(Metagame Archive) Wicked Clever: The More, the Merrier

By Matt Hyra

This will be the first in a new series of articles that explore alternate play formats. Have you ever played a Vs. System multiplayer game? How about a “Wacky World” format? Ever played Team Sealed? Man, are you missing out! If you find that you spend too much time playing the same ol’ net decks in highly competitive one-on-one contests, you might be ready for a diversion. Today, I’ll explore the multiplayer format and some multiplayer tactics you can employ.

Multiplayer games have a political/diplomatic element not found in your standard one-on-one contests. In fact, most multiple player games, be they Settlers of Catan, poker, or what have you, involve politics. There’s just no getting around the fact that you might step on some toes and suffer repercussions for your actions. In a one-on-one contest, your opponent expects you to be as mean as you can be, but when you have the option of attacking any one of your opponents in a multiplayer Vs. game, the person you do attack may feel picked on.

When it’s your initiative and you’re deciding whom to attack, you may pick any opposing legal character or unprotected player. Attacking a player directly is a bit too nice, however. Taking down opposing characters is the key. Board position is crucial in a multiplayer game, as the action will be fast and furious, with very few characters surviving an entire turn unscathed.

Play proceeds clockwise around the table. This is probably the most important determiner of who and what you attack. The person to your immediate left will be attacking when you’re done, so he or she should be considered your biggest threat. The main reason for this is that, if you attack that player, it will be very easy for the opponent to remember that you’re the one who wronged him or her. Players who go late in the turn are not as much of a threat, as the earlier players will likely have picked on them, and they’ll also probably go after their more recent aggressors. Players who have already attacked are also not much of a threat, as they have already made their attacks for the turn. However, the person who attacked first may not have any stunned characters, and will consequently be a huge threat on the next turn if he or she is not dealt with immediately.

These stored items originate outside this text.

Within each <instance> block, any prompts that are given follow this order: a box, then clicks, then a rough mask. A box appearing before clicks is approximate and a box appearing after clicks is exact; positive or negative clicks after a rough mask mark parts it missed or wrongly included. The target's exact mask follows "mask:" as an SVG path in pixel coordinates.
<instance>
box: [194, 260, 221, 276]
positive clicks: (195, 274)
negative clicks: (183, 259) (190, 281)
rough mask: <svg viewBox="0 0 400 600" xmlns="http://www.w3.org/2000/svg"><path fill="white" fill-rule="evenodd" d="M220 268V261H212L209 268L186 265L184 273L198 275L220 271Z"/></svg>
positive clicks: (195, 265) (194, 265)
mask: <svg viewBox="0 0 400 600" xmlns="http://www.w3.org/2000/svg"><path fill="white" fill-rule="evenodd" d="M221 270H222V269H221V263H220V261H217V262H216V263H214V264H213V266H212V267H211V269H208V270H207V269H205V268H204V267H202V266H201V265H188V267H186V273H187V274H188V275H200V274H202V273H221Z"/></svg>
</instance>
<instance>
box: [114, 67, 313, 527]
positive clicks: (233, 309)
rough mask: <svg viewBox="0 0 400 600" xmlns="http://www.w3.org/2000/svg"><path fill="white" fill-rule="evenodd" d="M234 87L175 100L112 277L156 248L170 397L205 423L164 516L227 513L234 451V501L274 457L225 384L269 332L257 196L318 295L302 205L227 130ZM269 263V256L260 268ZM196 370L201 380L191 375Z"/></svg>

Chances are high that most attacks will come down to simple revenge. “If you take down one of my guys, I’ll take down one of yours.” Unlike some multiplayer TCGs, however, Vs. doesn’t become a Mexican Standoff. Having the initiative is too good of an opportunity to pass up. Attacking and keeping your opponents’ board positions weak is your key to victory. There are several tactics you can employ to ensure your success.

Weakest Baboon


When baboons attack, they always single out the weakest opponent. When a player has a character or two that has been stunned, and has just one character remaining face-up, that person is prime “Weakest Baboon” territory. You see, if that player has already let two characters get stunned, chances are very high that he or she is all out of defensive tricks. Your attack against the last character should be successful, the opponent can’t retaliate this turn, and that opponent will be in a bad position for retaliation next turn, too.


Down With The King


After a few turns have gone by, chances are good that one player will have a better board position than the other players. It’s quite easy to rally the rest of the players against the leader. The best time to suggest this tactic is on a turn when you’re going last. The other players will do all of the dirty work involved in taking down the leader. When it gets around to your turn, you can attack one of your former allies, since the leader’s characters will surely all be down by then. Of course, this sets you up as the king for the following turn.

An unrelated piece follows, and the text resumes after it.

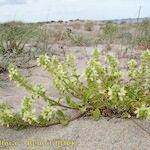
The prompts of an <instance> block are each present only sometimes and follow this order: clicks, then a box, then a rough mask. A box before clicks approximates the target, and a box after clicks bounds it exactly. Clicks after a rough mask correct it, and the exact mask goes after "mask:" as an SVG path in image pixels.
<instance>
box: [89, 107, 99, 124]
mask: <svg viewBox="0 0 150 150" xmlns="http://www.w3.org/2000/svg"><path fill="white" fill-rule="evenodd" d="M91 113H92V115H93V118H94V120H96V121H98V120H99V119H100V117H101V112H100V110H99V109H98V108H96V109H95V110H93V111H91Z"/></svg>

Instead of being the king, let someone else become king. Use a plot twist to save one of your opponent’s characters from becoming stunned. Or, KO an ongoing plot twist that is hurting another player. This tactic is best utilized when the king you’re setting up has very little endurance and is not long for the world. By helping out another player, you’ll make a friend you can probably get a favor from. Once the game is down to just the two of you, spring your direct damage on him or her for a quick and easy victory.

Mr. Consistency


If you’re going to employ this tactic, you have to do it early and be . . . well . . . consistent. When you’re determining whom to attack, talk about your decision out loud. Explain that you’re attacking your 7 ATK/7 DEF character into a defending 6 ATK/7 DEF character simply because it’s the best attack for you to make and have your character survive the ordeal (barring plot twist intervention). Other players cannot fault your logic, though they may be annoyed if you don’t join in on a “down with the king” conspiracy. This tactic may not be the best for reducing other players’ board positions, but it keeps other players from seeing your attacks as personal.



When you are picked on or betrayed by another player, explain that it’s now your personal mission in life to destroy that offending player, no matter the cost. This is a rather self-destructive tactic, but it does keep other players off your back, especially since your board position was probably ruined by the betrayal. The betrayer probably has a good board position, which leaves you a good candidate to get “kingmade” by someone else. Other players will want to see you go crazy trying to take out the opponent, so they’ll be quiet allies. You chances of winning this game are low, but you’ll be feared during next game.